Chiquinho também vai participar do simpósio em uma mesa de bate-papo tendo como enfoque a cultura de paz. Antes disso, como preparação para o evento, o rapper tem percorrido escolas da rede municipal desenvolvendo o projeto Geração Consciente, sensibilizando os jovens para a importância de uma participação mais efetiva na criação de políticas públicas para sublinhar o tema do simpósio: o futuro que queremos.
— É a geração protagonista e está nas escolas. Muitos líderes que ali estão precisam da continuidade das atividades. Precisam ampliar seus repertórios. E assim, estimulamos os jovens a seguirem. Foi isso que aconteceu comigo, fruto de um palco singelo dentro da comunidade. Eu tive a oportunidade de seguir em frente — avalia.
E o futuro, Chiquinho?
— Hoje, muitos projetos que desenvolvemos já são pensados diretamente aos jovens das periferias. Primeiro passo é levar atividades culturais a esses ambientes violentos, propondo um novo cenário: um tratado de paz. O futuro é hoje.
Fique ligado
A Fundação Marcopolo, a partir de uma experiência imersiva por Medellín, conduzindo uma comitiva diversa, desde acadêmicos a empresários e de artistas a esportistas, vai realizar a primeira edição do Simpósio O Futuro Que Queremos, nos dias 19 e 20 de agosto, no UCS Teatro, em Caxias do Sul. Os ingressos são gratuitos e estarão disponíveis partir de 8 de agosto, pelo site Sympla.
Alguns dos convidados confirmados:
- Átila Iamarino: biólogo, e doutor em Microbiologia pela USP. Ganhou notoriedade pela comunicação sobre a pandemia da covid-19 no Brasil, em redes sociais. Atualmente, mantém canal no YouTube com mais de 1,6 milhão de inscritos. Também atua na área educacional como consultor e produtor de material didático digital e educação na internet.
- Santiago Uribe Rocha: antropólogo, pesquisador social e gestor de políticas urbanas e sociais com mais de 20 anos de experiência na concepção e direção de programas e projetos de desenvolvimento humano.
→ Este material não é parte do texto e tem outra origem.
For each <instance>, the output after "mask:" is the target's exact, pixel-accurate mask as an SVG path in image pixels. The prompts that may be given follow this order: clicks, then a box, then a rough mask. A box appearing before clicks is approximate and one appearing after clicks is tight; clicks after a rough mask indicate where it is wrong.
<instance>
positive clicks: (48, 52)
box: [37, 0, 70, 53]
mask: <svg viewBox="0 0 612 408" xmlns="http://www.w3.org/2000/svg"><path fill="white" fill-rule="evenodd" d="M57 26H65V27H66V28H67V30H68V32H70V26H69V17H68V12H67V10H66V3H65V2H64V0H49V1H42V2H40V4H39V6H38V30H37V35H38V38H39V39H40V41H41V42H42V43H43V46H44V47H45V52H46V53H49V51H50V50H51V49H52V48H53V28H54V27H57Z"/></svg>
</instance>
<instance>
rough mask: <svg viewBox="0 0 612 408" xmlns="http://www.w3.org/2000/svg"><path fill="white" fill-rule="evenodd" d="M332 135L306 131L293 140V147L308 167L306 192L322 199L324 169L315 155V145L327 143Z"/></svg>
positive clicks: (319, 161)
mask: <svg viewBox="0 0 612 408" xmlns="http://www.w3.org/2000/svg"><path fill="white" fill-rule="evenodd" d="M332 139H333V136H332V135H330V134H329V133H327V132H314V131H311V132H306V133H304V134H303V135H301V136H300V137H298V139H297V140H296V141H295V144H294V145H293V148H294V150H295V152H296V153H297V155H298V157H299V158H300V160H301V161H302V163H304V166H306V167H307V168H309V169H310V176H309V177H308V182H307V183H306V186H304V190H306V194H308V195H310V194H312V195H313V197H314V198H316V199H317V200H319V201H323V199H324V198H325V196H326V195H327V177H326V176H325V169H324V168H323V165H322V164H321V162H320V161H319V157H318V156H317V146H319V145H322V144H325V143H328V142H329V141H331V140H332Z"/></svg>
Por seis anos, atuou como diretor de Resiliência da Cidade de Medellín, cidade membro da Rede das 100 Cidades Resilientes da Fundação Rockefeller.
- Jean-Edouard Tromme: cientista político, gestor e pesquisador ligado a projetos principalmente no cenário internacional e promotor de políticas públicas, com mais de 25 anos de experiência na preparação, avaliação e gestão de programa de intervenções públicas e privadas. Diretor de Projetos e Estratégia do Escritório Resiliência de Medellín.
- Caco Barcellos: jornalista especializado em jornalismo investigativo, recebeu o Prêmio Jabuti pelos livros Rota 66, na categoria Reportagem, e Abusado - O Dono do Morro Dona Marta, nas categorias Reportagem e Biografia, e Livro do Ano Não-Ficção. Atualmente, produz e apresenta o programa Profissão Repórter, na TV Globo.